Michael W. Twitty’s Koshersoul: The Faith and Food Journey of an African American Jew comes to a boil slowly. For readers interested in the intersection of identity, food, and cooking, it’s worth watching the bubbles come to the surface.
Twitty is a Black culinary historian and memoirist. His first book, The Cooking Gene: A Journey through African American Culinary History in the Old South, published in 2017, won a James Beard Foundation award. In Koshersoul, Twitty writes about his conversion to Judaism and his exploration and imagination of “the cuisine of the chocolate chosen.”
Twitty devotes much of Koshersoul to mayseh — Yiddish for “short tales.” He layers his somewhat random mayseh with accounts of too many disappointing encounters with racism and rejection among his new tribe: on Maryland buses, in a mentor’s kitchen, at a religious school where he served as a stellar teacher.
The layers are filled with intense conversations he has had with a wide array of Black Jews and, eventually, anecdotes that demonstrate his growing confidence. With patience, readers will appreciate why respect for diversity (and not just a tolerance of it) needs to matter in and out of shul.
Twitty sets his table by explaining how his identities throughout his life have made him, as he writes, “out of line of what normative is supposed to be.” He was marginalized in America as a young Black man. He was teased and shamed within Black culture for his effeminacy and queerness. He was fat in a country that prizes being thin. He was marked as peculiar at school because of social awkwardness and a passion for books and learning.

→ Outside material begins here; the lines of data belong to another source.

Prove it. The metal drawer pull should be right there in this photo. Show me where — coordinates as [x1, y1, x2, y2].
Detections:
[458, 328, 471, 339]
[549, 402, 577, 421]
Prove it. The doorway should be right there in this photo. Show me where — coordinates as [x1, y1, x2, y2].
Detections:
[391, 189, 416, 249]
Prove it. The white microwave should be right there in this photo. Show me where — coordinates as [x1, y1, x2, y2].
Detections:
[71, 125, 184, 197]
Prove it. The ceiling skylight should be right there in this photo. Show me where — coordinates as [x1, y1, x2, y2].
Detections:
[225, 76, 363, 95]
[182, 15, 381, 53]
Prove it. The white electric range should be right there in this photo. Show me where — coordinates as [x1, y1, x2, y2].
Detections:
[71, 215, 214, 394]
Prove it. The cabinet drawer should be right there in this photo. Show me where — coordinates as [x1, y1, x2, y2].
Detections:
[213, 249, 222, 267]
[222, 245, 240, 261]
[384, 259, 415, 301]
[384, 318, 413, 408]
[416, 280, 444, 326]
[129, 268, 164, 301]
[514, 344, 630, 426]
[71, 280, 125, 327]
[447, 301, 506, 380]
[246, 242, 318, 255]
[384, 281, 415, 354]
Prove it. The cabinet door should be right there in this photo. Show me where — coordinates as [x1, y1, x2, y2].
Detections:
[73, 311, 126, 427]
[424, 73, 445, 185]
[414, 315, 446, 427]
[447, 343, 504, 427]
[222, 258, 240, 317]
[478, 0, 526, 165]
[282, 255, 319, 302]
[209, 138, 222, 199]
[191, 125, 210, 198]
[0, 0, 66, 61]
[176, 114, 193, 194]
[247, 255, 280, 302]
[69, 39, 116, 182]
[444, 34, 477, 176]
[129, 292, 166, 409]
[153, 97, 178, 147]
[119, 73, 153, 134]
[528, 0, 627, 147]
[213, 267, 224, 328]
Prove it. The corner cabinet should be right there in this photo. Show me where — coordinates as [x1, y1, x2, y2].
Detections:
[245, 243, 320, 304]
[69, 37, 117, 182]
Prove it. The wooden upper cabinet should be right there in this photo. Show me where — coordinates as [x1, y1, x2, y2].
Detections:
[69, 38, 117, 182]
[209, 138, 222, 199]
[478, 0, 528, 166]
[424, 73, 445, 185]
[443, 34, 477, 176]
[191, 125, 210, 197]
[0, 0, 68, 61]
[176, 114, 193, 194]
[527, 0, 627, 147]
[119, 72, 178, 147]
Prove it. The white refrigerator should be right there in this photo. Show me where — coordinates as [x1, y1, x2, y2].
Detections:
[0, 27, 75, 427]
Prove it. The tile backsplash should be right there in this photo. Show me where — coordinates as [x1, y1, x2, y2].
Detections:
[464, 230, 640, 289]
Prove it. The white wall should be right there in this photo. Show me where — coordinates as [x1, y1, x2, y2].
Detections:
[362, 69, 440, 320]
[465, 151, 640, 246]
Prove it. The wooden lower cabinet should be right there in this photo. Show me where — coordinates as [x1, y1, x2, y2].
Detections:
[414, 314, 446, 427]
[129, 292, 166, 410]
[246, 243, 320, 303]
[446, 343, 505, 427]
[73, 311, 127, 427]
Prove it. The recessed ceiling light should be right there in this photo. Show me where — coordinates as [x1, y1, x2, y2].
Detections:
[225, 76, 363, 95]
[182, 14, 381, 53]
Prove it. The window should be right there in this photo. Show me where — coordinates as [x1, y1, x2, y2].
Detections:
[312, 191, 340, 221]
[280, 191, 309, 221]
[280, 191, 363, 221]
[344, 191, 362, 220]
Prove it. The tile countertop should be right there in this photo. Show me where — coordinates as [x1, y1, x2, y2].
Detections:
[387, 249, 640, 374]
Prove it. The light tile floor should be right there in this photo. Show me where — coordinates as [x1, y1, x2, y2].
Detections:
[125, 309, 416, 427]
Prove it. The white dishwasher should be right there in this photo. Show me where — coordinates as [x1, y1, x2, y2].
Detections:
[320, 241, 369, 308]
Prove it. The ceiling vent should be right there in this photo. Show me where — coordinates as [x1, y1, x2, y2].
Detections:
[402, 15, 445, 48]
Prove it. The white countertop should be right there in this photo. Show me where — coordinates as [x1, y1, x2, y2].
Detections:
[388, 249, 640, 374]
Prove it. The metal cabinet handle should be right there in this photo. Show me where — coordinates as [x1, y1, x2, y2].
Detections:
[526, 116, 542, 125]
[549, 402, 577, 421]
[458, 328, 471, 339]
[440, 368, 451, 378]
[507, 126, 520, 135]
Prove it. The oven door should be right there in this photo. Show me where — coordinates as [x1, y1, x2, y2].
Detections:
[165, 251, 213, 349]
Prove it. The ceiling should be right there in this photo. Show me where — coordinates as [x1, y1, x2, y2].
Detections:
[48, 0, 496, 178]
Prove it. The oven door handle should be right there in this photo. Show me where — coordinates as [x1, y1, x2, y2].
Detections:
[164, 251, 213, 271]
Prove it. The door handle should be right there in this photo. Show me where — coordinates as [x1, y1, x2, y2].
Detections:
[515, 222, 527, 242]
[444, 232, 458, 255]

A self-described “proud autodidact,” Twitty writes that Judaism appealed to him because it emphasizes learning and wrestling with text. “Part of the reason I transplanted into Judaism,” he writes, “was because I really liked that I could be that part of myself, and have it be both a sacred and secular experience.”
But Twitty’s identification with core tenets of Judaism wasn’t enough to create a seamless adaptation to orthodoxy. He came to understand that wherever he and other Jews of color exist, they hear and see that they don’t belong. They are endlessly and variously asked, Why are you here?
Twitty doesn’t want to be asked why he and other dark-skinned Jews attend Shabbat services or keep kosher. He needs Jews of European descent to acknowledge Jews of color — Sephardi, Mizrahi, and Black converts — as fellow travelers. Twitty feels most seen and heard when an Ashkenazi Jew greets him without question as chaver: Hebrew for “friend.”
Twitty’s frustration spills over when he thinks of the many ways dark-skinned Jews have been historically marginalized. “Our story isn’t endnotes and footnotes,” he writes. “It’s whole burned chapters that have been left out of the Jewish, African, Middle Eastern, western, American, and Atlantic history books, a history that dares anyone to imagine us as an exotic novelty.”
Twitty neutralizes this supposed exoticism by diving into food and cooking. He recovers and imagines the nexus between kosher and Southern Black foodways. Though it might seem like a leap, he’s laid the groundwork for readers to care about ingredients such as black-eyed peas and cornmeal. Whether or not readers are Jewish, they will likely want to know more.
In addition to being a gifted writer and insightful thinker, Twitty is a wildly imaginative cook. The foods he describes, and the recipes he includes, borrow ingredients from across a diaspora that spans from Africa to the American South.
One particularly brilliant example envisions an Afrocentric Passover seder plate of foods symbolic to the biblical story of Exodus. He substitutes hot pepper for horseradish as a way to include the American South in a Jewish history of enslavement. And he suggests molasses and pecans as ingredients for charoset, which symbolizes the mortar and brick that Jews made in Egypt for the pharaoh. These are ingredients “representing the sugarcane that fueled the beginnings of slavery and the duality of our culture in exile.”
In these substitutions and creative interpretations, Twitty makes good on his assertion that “no recipe comes without hurt in this world, or deep pleasure or even excess.” Through his cultural and culinary journeys, he realizes his goal of developing “a culinary voice that could speak to those parts of who I am.”
In Koshersoul, Twitty explains how he eventually found his essential soul — and soul food — as an observant Jew who keeps the dietary laws of kashrut. He braids these influences and histories into a most extraordinary challah of a book.